Le problème est le suivant : si vous n’avez que 10 000 €, comment investir pour accumuler rapidement de la richesse ? En réalité, il n’existe pas de réponse standard, car cela dépend de trois variables clés — la pensée, le projet, le temps.
Les devoirs indispensables avant d’investir : clarifier votre flux de trésorerie
Beaucoup sautent directement sur le marché sans se poser une question fondamentale : est-ce que cet argent peut perdre ?
L’investissement concerne l’« argent de loisir », c’est-à-dire des fonds dont la perte n’affectera pas votre vie quotidienne. Mais la majorité des gens ne savent pas réellement combien d’« argent de loisir » ils ont. C’est là que la tenue de comptes devient cruciale — traitez-vous comme une entreprise : listez clairement vos revenus, dépenses, économies, et identifiez le déficit de flux de trésorerie stable.
Par exemple, si vous dépensez chaque mois 500 € en téléphone et 500 € en électricité, cela fait 6 000 € par an. Pouvez-vous couvrir cette somme avec votre flux de trésorerie d’investissement ? Si oui, optez pour des fonds mensuels ou des ETF à haut rendement ; si non, il faudra recourir à des opérations plus risquées à court terme pour compenser.
Ce n’est pas une question d’arithmétique, mais de stratégie. Chaque allocation d’investissement doit correspondre à une dépense de vie ou à un objectif personnel.
La carte d’investissement pour trois types de petits investisseurs
Employé stable : utiliser le temps pour faire fructifier la capitalisation
Si vous avez un salaire stable mais avec une croissance lente, les fonds à distribution mensuelle ou les ETF à haut rendement seront vos alliés. Beaucoup de fonds versent 7 à 8 % par an, ce qui signifie qu’un investissement de 10 000 € vous rapportera chaque année 700 à 800 €, soit environ 600 à 700 € par mois. Vous pouvez utiliser cet argent pour payer votre téléphone, laissant l’investissement alimenter directement votre vie.

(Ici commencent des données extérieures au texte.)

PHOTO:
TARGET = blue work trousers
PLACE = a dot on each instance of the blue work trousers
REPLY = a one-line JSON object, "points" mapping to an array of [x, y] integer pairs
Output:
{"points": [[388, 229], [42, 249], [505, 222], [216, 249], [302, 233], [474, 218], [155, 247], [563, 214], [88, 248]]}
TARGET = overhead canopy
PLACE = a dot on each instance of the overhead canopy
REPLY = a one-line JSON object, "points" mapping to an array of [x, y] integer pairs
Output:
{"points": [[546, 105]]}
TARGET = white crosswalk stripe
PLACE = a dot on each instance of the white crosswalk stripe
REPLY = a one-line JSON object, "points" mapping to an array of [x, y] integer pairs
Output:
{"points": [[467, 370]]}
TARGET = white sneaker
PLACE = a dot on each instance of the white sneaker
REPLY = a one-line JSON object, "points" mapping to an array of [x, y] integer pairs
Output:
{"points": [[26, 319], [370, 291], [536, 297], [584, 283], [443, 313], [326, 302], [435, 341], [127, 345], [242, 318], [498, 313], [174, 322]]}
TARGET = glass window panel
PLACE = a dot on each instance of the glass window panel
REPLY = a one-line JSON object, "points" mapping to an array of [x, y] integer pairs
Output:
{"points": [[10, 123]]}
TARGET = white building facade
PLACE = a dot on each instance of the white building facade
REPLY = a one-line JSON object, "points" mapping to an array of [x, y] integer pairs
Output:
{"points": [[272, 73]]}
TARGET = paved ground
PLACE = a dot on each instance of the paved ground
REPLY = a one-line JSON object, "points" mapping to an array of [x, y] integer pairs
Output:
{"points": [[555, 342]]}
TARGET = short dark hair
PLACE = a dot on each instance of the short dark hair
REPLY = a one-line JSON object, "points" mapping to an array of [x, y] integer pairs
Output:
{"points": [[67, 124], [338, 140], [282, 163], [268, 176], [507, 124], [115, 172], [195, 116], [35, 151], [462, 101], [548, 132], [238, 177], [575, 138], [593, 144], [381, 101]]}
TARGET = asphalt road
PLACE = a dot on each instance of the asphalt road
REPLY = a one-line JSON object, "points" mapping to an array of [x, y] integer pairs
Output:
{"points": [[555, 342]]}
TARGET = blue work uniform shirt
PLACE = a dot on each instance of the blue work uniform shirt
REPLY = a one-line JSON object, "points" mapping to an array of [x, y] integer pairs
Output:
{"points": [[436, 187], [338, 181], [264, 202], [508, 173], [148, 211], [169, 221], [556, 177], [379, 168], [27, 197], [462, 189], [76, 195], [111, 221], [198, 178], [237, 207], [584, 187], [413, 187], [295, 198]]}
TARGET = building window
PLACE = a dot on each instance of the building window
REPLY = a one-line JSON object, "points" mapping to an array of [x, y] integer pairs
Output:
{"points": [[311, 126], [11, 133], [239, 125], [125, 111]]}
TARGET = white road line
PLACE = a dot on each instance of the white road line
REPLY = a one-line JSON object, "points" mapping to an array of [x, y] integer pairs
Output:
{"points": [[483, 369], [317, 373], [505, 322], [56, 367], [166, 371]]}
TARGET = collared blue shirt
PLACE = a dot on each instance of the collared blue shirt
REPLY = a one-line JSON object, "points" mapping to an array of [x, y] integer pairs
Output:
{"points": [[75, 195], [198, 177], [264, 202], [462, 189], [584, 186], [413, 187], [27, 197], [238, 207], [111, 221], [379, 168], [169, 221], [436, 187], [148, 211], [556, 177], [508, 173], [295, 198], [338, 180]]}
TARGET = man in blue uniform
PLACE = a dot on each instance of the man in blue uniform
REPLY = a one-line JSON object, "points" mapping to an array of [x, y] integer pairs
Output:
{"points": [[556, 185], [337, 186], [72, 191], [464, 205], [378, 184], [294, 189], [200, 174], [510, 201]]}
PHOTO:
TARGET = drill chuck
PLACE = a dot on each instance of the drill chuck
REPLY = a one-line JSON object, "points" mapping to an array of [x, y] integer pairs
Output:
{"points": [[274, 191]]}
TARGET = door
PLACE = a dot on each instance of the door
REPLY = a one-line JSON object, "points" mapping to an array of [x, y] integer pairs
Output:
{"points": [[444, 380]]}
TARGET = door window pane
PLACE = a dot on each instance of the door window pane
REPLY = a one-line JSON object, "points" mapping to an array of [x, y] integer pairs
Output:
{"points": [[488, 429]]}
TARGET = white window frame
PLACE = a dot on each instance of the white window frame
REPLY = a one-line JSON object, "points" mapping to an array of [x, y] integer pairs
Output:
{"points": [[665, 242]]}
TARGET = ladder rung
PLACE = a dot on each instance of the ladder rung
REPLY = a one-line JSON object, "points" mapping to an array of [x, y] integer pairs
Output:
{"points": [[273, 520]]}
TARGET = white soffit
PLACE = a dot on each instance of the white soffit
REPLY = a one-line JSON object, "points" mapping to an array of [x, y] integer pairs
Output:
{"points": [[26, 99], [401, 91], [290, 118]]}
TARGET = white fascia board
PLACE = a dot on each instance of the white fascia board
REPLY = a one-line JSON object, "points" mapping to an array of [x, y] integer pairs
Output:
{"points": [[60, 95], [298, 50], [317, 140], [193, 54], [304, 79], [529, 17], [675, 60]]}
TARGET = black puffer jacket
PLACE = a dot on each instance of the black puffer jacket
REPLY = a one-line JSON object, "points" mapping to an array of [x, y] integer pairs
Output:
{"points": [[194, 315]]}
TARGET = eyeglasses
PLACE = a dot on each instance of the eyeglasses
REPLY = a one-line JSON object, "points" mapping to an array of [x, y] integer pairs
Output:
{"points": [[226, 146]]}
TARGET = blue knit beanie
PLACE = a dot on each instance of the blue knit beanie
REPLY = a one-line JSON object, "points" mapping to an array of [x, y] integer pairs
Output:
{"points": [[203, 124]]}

L’essentiel est de laisser le temps agir. En investissant chaque année, les dividendes peuvent même dépasser la croissance de votre salaire. Après 30 ans, lorsque votre revenu de dividendes atteindra votre salaire mensuel, vous aurez en réalité gagné une « pension mensuelle ».
Ce mode de fonctionnement a l’avantage d’être rapide à voir des résultats et facile à maintenir ; le inconvénient est que la capitalisation est lente, ce qui n’est pas adapté à ceux qui veulent devenir riches rapidement.
Haut revenu : faire confiance à l’indice pour sélectionner les gagnants
Les professions comme médecin ou ingénieur, avec des revenus élevés, évoluent dans une autre dimension. Ils n’ont pas besoin que leurs investissements génèrent immédiatement du cash, mais devraient plutôt se concentrer sur l’appréciation à long terme des actifs.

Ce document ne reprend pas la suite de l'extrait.